Rice Yield, Submergence and Climate Change : Evidence from Coastal Barisal, Bangladesh


In this paper, the effects of submergence due to heavy rainfall and river over flow on rice production in the coastal Barisal region of Bangladesh are investigated. Plot level data is used to compare rice yields of cultivars in high and low submergence prone areas and analyse variation in yield when high-yielding varieties (HYVs) versus local seeds are used. Results suggest that rice yields are on average some ten per cent lower in 'high submergence areas' relative to 'low submergence areas'. Both depth of submergence and duration have a negative effect on yield, with local varieties of rice seemingly better adapted to submergence. The widely down Aman variety of rice faced an average of nine days of submergence in 2010, with 31 per cent plots under 1-3 meters of water for 3-7 days. Aman yield is regressed on a number of variables including submergence factors and it is found that depth has significant negative effect than duration of submergence on Aman production. The findings suggest that an additional 13,564 hectares of Aman area in Barisal is likely to be inundated tor 3-7 days in 2050 due to sea level rise and increased storm surge events.
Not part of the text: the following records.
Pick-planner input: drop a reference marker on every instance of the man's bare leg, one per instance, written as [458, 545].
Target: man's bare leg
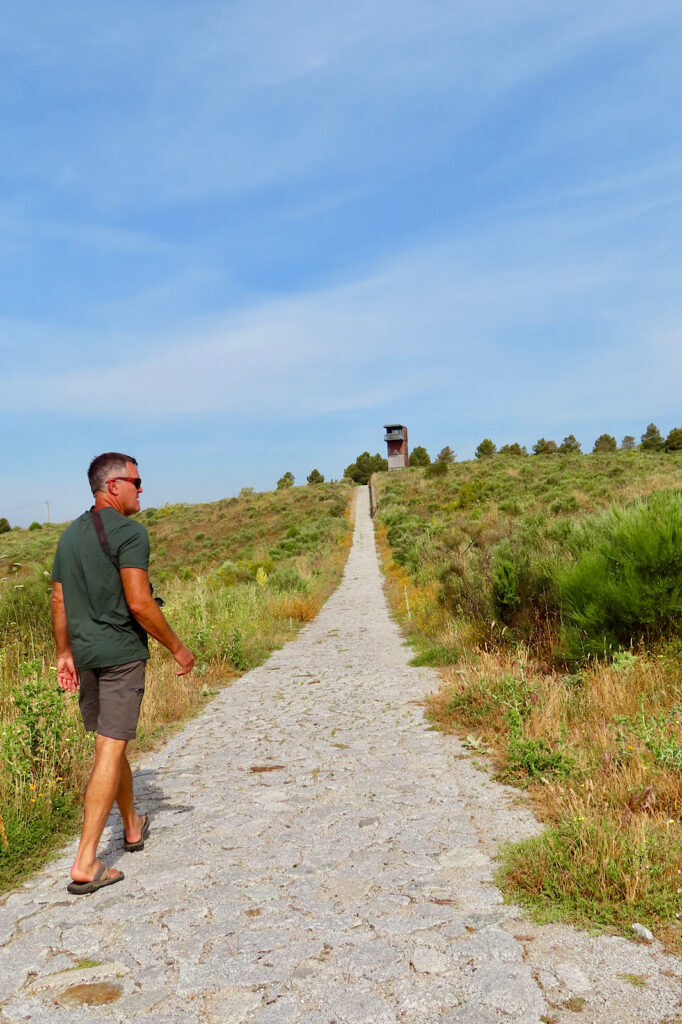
[102, 787]
[132, 824]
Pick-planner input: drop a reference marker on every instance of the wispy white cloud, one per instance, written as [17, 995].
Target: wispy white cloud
[439, 325]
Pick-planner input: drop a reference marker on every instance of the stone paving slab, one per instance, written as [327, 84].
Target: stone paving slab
[351, 883]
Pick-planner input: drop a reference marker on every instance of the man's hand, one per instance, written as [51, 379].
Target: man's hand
[148, 614]
[67, 675]
[184, 658]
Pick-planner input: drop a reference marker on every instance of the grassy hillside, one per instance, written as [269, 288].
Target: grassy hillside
[548, 590]
[239, 578]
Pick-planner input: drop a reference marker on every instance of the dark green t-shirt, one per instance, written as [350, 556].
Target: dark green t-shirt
[101, 628]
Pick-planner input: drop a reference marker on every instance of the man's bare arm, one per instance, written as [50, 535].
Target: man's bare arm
[67, 675]
[148, 614]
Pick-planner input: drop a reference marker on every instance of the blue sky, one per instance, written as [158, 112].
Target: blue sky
[237, 239]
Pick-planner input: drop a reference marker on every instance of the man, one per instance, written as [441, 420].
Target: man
[102, 610]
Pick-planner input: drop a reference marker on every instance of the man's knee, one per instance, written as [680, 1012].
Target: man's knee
[108, 749]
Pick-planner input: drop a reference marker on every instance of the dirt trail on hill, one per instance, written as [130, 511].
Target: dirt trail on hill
[317, 854]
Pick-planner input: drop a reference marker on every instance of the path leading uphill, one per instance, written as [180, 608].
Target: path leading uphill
[317, 855]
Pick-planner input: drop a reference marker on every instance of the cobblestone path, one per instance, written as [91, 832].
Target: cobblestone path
[316, 855]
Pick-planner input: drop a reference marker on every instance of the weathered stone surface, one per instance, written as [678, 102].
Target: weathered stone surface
[351, 884]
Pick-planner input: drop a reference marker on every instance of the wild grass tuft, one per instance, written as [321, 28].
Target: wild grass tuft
[559, 586]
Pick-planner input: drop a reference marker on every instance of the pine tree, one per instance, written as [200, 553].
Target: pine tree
[513, 449]
[365, 465]
[486, 449]
[674, 440]
[543, 446]
[419, 457]
[651, 439]
[569, 444]
[446, 455]
[605, 442]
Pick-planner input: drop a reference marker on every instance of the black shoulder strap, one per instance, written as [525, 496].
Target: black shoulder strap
[101, 534]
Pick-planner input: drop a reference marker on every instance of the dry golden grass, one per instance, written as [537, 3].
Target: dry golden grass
[612, 852]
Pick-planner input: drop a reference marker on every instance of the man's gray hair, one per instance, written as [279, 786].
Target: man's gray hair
[105, 466]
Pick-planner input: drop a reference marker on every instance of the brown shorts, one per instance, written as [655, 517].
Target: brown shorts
[110, 698]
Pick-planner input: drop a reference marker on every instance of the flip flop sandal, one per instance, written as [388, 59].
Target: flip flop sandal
[102, 878]
[139, 845]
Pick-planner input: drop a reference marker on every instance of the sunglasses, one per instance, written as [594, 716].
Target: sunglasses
[135, 480]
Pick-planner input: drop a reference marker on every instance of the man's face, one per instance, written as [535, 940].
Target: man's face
[128, 493]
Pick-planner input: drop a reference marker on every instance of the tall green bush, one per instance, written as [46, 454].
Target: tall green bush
[626, 581]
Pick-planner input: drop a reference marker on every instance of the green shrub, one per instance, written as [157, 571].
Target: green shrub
[365, 465]
[486, 449]
[436, 469]
[626, 582]
[288, 580]
[26, 609]
[33, 739]
[419, 457]
[504, 579]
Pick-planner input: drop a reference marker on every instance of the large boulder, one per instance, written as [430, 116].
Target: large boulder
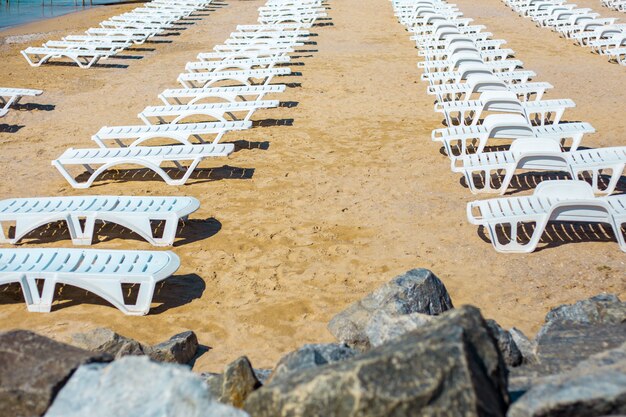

Correspondingly, given current levels of technology, it can be predicted that a production loss of 10,856 tons of Aman will take place in the future. The study recommends the introduction of submergence tolerant rice cultivars, integrated farming of rice crop, vegetable, fish and poultry; vegetable gardening on floating bed; duck rearing in submerged area and low-cost water control technology as adaptation options against climate change.